Saturday was a very special day as the delegation had the opportunity to meet with representatives from all of the organizations in the Gwo Mon area that partner with the Lambi Fund. This meeting took place at Lambi Fund's Center for Food Security and offered representatives from different peasant organizations the opportunity to hear about the Greenbelt Movement and share their experiences.

What followed the meeting was a celebration of cultures. The entertainment was provided by the incredibly talented, dynamic and politically engaged women's musical group called Awozam, all members of a women’s organization partnering with Lambi Fund in the Northwestern part of Haiti. It was truly an opportunity for sharing knowledge and culture. The Kenyan women donned their traditional dresses and regaled the crowd with traditional Kikuyu songs and dances, impressing all gathered with their high pitched ululations. The day ended with a tree planting ceremony by the GBM delegation.

Upon the delegation's return to the capital, they met with the Honorable Marie Laurence Lassegue, Minister of the Women's Condition. She expressed enthusiasm about the historic partnership between the Lambi Fund and the Greenbelt Movement and offered her support of this Global South collaboration and partnership.

The visit accomplished its stated objectives of mutual exchange between the Greenbelt Movement and the Lambi Fund.
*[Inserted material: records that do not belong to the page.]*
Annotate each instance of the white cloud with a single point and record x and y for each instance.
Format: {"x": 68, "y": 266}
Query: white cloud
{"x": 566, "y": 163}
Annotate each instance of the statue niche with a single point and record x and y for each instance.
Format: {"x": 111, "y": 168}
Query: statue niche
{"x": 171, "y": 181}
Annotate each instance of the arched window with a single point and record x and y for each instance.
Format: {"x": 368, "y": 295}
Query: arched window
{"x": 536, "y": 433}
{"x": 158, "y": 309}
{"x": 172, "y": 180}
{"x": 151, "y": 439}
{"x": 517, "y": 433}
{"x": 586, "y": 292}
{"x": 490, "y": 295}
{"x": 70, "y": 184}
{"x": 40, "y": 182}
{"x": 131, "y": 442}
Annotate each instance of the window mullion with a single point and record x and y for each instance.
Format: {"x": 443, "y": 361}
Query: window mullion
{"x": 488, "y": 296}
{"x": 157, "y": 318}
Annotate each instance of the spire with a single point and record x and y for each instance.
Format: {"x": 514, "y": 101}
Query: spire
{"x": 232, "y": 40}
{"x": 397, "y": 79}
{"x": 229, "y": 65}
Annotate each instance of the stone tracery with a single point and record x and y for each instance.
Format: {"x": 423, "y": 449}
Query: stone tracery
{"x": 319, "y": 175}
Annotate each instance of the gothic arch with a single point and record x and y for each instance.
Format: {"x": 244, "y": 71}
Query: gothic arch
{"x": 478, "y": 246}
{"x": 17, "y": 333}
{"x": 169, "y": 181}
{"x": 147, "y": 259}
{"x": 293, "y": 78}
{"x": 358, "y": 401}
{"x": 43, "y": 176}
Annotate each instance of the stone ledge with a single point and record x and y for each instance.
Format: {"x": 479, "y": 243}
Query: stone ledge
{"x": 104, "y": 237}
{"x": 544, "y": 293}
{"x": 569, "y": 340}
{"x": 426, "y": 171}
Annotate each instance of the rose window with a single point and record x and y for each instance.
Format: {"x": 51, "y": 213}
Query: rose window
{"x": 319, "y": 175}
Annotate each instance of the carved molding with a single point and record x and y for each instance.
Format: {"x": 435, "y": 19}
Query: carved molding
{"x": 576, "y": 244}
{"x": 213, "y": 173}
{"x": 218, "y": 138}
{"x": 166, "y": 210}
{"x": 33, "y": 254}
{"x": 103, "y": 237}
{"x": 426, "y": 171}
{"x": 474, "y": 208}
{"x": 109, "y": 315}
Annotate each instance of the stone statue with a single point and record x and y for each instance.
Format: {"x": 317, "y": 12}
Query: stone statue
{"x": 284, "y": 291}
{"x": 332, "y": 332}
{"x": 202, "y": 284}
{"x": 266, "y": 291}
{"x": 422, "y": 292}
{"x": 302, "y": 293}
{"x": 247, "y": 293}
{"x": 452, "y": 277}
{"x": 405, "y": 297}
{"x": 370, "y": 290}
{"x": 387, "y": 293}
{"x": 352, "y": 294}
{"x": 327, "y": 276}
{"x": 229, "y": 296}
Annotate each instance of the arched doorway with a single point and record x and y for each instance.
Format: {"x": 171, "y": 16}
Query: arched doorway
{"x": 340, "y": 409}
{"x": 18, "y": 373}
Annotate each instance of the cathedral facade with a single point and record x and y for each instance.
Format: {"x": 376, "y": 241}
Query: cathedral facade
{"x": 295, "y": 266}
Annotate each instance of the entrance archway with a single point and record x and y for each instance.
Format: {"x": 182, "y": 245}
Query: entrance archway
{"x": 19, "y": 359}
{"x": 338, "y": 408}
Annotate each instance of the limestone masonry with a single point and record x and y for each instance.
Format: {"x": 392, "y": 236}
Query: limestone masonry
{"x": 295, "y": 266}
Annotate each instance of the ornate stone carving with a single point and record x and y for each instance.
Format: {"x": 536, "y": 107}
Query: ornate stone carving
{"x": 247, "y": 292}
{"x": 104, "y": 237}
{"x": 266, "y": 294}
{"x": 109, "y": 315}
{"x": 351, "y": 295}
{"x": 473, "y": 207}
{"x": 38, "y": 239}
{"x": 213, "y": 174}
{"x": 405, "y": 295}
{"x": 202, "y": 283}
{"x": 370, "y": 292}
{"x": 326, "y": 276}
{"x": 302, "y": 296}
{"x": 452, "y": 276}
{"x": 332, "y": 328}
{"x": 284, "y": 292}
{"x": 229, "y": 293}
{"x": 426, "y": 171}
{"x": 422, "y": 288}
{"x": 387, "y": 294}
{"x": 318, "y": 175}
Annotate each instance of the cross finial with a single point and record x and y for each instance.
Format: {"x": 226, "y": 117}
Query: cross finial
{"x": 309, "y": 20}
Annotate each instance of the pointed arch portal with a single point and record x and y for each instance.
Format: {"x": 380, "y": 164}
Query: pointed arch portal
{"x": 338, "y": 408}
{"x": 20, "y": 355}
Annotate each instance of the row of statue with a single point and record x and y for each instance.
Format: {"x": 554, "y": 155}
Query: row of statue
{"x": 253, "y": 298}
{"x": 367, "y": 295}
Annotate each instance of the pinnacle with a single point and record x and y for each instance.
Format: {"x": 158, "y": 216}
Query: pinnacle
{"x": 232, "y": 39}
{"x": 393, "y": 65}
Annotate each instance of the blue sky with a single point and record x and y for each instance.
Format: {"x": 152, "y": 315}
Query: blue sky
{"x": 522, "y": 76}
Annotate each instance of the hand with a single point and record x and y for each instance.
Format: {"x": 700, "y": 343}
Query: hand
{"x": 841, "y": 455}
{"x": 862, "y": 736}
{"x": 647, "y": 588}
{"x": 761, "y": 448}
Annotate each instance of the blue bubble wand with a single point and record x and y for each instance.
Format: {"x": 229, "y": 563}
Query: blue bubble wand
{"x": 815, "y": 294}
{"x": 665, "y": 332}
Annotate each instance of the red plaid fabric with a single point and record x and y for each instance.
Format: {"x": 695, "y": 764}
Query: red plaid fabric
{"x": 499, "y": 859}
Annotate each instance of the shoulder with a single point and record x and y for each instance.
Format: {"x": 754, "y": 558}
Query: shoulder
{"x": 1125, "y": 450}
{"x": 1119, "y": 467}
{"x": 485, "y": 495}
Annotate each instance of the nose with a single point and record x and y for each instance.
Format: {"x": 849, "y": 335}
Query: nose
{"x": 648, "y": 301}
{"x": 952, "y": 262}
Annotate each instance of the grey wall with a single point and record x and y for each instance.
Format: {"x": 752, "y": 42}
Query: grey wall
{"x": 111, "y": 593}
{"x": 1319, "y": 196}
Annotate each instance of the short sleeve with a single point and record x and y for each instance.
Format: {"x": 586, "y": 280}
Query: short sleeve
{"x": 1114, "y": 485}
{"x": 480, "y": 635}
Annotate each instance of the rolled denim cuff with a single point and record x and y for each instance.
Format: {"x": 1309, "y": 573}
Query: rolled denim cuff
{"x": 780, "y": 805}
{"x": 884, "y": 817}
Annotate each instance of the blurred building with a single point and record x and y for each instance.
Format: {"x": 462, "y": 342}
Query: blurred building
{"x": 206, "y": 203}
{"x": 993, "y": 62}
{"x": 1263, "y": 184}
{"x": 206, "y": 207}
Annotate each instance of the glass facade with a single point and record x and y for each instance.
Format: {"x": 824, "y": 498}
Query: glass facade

The next steps will entail an assessment of the trip and discussions about areas of interest where the Lambi Fund and the Greenbelt Movement will partner to improve Haiti environment through sustainable grassroots efforts. Representatives from the Lambi Fund will attend a GBM sponsored Pan African Network summit next spring in Kenya and learn even more from the people who are responsible for the reforestation projects in the Greenbelt Movement throughout Africa and the African Diaspora.